It comes as the Government vowed to push ahead and deliver the deal, despite MPs voting to withhold their approval in a major set back to its plans.
The Prime Minister was required by law to ask the EU for an extension after MPs voted in favour of Sir Oliver Letwin's amendment in the Commons yesterday.
But in a move which sparked a major backlash, Boris Johnson got a senior diplomat to send an unsigned photocopy of a letter asking the EU for an extension.
Speaking about the deal on the BBC's Andrew Marr show on Sunday, Mr Raab said: "notwithstanding the parliamentary shenanigans, we appear to have now the numbers to get this through."
He said he was "confident" Britain will leave the EU on October 31 before defending Boris Johnson for delivering on his promises.
"The Prime Minister has done exactly what he said he was going to do. He has complied with the law so Parliament's request has been conveyed to the EU."
"His view hasn't changed his mind," he added. "Parliament can't muzzle the Prime Minister."

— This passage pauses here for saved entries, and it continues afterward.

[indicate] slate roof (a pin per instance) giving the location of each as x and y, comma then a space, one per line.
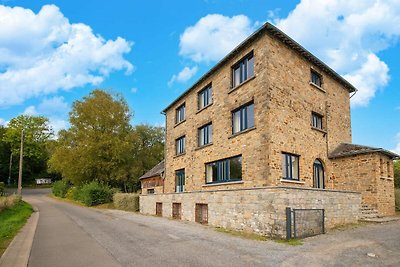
284, 38
346, 150
155, 171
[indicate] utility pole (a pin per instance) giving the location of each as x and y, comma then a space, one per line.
20, 164
9, 171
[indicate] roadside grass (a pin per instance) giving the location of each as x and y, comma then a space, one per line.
291, 242
11, 221
242, 234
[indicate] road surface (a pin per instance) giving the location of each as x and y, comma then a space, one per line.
70, 235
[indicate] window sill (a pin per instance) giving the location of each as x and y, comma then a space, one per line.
318, 87
182, 154
203, 108
201, 147
242, 132
283, 180
176, 124
319, 130
222, 183
240, 85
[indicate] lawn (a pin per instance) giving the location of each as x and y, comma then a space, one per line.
11, 221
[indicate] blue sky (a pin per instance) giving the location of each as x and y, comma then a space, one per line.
55, 52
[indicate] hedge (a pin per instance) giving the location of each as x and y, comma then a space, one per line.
129, 202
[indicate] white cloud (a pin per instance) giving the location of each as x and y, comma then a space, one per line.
183, 76
397, 148
30, 111
43, 53
214, 36
53, 105
347, 35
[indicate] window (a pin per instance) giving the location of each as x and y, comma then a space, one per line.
180, 113
205, 135
180, 180
243, 70
290, 166
180, 145
205, 97
316, 120
316, 78
224, 170
243, 118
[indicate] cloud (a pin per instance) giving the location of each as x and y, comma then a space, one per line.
183, 76
43, 53
30, 111
53, 105
214, 36
348, 35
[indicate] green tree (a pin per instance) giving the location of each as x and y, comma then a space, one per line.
396, 173
148, 150
37, 134
97, 146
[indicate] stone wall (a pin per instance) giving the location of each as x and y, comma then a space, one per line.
261, 210
372, 175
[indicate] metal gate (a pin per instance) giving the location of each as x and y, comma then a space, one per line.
301, 223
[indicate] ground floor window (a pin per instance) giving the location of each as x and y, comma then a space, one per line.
290, 166
224, 170
180, 180
201, 213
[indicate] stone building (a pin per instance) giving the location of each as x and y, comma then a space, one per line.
267, 128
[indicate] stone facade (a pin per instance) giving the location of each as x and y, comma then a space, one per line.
372, 175
284, 99
261, 210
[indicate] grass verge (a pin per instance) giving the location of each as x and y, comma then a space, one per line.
242, 234
291, 242
11, 221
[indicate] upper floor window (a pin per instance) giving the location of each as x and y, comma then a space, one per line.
224, 170
205, 97
205, 135
180, 145
180, 113
243, 118
180, 180
316, 120
316, 78
243, 70
290, 166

The Foreign Secretary went on to say there were "many people in the EU" who were "deeply uncomfortable" about a further delay to Brexit.
He then urged MPs to "get on, get it through the House of Commons, and move on."
It comes after his colleague, Michael Gove, Chancellor of the Duchy of Lancaster, accused those who backed the Letwin amendment of voting "explicitly to try to frustrate this process and to drag it out".
He told Sky News' Sophy Ridge on Sunday, the government would now trigger Operation Yellowhammer, its contingency plan to handle a no-deal Brexit, because there was no guarantee the EU would grant an extension.
The government is set to ask for a further meaningful vote on Monday, presenting MPs with a binary choice to approve or oppose the deal in principle.
However, it will be up to Commons Speaker John Bercow to decide whether to allow that vote.